Google-provided utility templates

Google provides a set of open-source Cloud Dataflow templates. For general information about templates, see the Overview page. For a list of all Google-provided templates, see the Get started with Google-provided templates page.

This page documents utility templates:

Bulk Compress Cloud Storage Files

The Bulk Compress Cloud Storage Files template is a batch pipeline that compresses files on Cloud Storage to a specified location. This template can be useful when you need to compress large batches of files as part of a periodic archival process. The supported compression modes are: BZIP2, DEFLATE, GZIP, ZIP. Files output to the destination location will follow a naming schema of original filename appended with the compression mode extension. The extensions appended will be one of: .bzip2, .deflate, .gz, .zip.

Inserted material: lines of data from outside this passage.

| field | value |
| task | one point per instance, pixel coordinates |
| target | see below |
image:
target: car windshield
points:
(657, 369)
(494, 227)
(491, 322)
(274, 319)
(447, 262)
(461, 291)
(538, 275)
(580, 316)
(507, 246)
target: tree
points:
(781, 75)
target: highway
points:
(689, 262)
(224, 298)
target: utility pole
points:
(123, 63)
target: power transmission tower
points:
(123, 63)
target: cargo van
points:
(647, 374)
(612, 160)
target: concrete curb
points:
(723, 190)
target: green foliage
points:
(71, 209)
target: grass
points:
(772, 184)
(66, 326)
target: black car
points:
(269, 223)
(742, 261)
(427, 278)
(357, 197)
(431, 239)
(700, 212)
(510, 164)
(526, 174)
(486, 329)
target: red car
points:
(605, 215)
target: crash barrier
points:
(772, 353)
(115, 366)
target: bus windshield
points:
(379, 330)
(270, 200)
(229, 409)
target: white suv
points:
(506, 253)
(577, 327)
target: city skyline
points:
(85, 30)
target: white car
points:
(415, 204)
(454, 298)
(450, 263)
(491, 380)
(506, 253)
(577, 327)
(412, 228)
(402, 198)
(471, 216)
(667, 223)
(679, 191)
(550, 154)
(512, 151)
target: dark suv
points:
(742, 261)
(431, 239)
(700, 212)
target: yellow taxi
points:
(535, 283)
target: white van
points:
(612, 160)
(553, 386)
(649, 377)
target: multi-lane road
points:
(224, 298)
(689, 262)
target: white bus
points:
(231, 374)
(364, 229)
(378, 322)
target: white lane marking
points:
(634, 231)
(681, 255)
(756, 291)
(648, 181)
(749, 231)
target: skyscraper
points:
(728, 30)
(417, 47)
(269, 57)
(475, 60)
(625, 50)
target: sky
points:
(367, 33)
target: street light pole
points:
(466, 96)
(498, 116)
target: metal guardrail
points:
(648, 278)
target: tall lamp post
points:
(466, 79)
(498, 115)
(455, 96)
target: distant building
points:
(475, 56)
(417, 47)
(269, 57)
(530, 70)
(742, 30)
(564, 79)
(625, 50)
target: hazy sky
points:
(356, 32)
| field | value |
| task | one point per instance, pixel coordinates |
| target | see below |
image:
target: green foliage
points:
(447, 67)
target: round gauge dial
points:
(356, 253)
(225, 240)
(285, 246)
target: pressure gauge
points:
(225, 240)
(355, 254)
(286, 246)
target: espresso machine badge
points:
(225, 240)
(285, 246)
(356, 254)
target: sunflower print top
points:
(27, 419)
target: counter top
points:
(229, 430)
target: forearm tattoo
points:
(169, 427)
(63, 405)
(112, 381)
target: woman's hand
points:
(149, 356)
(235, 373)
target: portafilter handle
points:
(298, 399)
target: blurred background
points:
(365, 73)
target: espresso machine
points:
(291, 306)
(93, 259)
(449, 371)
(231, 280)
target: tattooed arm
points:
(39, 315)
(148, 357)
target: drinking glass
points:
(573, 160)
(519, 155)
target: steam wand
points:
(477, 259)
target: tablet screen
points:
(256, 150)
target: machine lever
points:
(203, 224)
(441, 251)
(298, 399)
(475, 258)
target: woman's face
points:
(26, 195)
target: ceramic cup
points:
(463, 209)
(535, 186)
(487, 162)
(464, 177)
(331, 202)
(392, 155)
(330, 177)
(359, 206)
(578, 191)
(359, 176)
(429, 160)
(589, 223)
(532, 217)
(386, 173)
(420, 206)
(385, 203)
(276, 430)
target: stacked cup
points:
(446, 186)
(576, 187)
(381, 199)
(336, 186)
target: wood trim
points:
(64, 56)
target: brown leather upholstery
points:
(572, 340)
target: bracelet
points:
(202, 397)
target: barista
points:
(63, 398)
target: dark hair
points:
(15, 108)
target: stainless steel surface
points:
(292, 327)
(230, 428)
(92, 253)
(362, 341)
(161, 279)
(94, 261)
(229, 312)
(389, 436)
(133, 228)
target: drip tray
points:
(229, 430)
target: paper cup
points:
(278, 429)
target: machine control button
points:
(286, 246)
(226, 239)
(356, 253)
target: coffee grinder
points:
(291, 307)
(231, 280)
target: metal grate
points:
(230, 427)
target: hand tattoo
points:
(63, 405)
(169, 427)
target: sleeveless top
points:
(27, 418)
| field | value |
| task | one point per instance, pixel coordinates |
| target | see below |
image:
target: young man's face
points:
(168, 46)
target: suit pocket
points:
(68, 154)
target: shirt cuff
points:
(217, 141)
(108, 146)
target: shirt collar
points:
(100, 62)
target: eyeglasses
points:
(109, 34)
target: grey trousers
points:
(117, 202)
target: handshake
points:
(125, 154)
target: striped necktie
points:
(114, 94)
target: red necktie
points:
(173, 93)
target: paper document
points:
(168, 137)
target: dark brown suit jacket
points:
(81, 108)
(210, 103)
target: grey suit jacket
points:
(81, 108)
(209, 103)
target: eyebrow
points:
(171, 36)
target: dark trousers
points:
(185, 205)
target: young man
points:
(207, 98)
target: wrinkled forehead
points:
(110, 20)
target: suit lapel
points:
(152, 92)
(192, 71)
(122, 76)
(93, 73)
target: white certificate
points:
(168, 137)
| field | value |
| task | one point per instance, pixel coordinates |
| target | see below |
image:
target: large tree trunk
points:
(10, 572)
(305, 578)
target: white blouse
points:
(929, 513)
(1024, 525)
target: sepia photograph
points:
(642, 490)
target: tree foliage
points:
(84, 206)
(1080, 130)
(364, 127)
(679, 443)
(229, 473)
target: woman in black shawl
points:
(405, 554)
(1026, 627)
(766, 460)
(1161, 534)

Any errors which occur during the compression process will be output to the failure file in CSV format of filename, error message. If no failures occur during execution, the error file will still be created but will contain no error records.

Requirements for this pipeline:

  • The compression must be in one of the following formats: BZIP2, DEFLATE, GZIP, ZIP.
  • The output directory must exist prior to pipeline execution.

Template parameters

Parameter Description
inputFilePattern The input file pattern to read from. For example, gs://bucket-name/uncompressed/*.txt.
outputDirectory The output location to write to. For example, gs://bucket-name/compressed/.
outputFailureFile The error log output file to use for write failures that occur during the compression process. For example, gs://bucket-name/compressed/failed.csv. If there are no failures, the file is still created but will be empty. The file contents are in CSV format (Filename, Error) and consist of one line for each file that fails compression.
compression The compression algorithm used to compress the matched files. Must be one of: BZIP2, DEFLATE, GZIP, ZIP

Executing the Bulk Compress Cloud Storage Files template

CONSOLE

Execute from the Google Cloud Platform Console
  1. Go to the Cloud Dataflow page in the GCP Console.
  2. Go to the Cloud Dataflow page
  3. Click CREATE JOB FROM TEMPLATE.
  4. Cloud Platform Console Create Job From Template Button
  5. Select the Bulk Compress Cloud Storage Files template from the Cloud Dataflow template drop-down menu.
  6. Enter a job name in the Job Name field. Your job name must match the regular expression [a-z]([-a-z0-9]{0,38}[a-z0-9])? to be valid.
  7. Enter your parameter values in the provided parameter fields.
  8. Click Run Job.

GCLOUD

Execute from the gcloud command-line tool

Note: To use the gcloud command-line tool to execute templates, you must have Cloud SDK version 138.0.0 or higher.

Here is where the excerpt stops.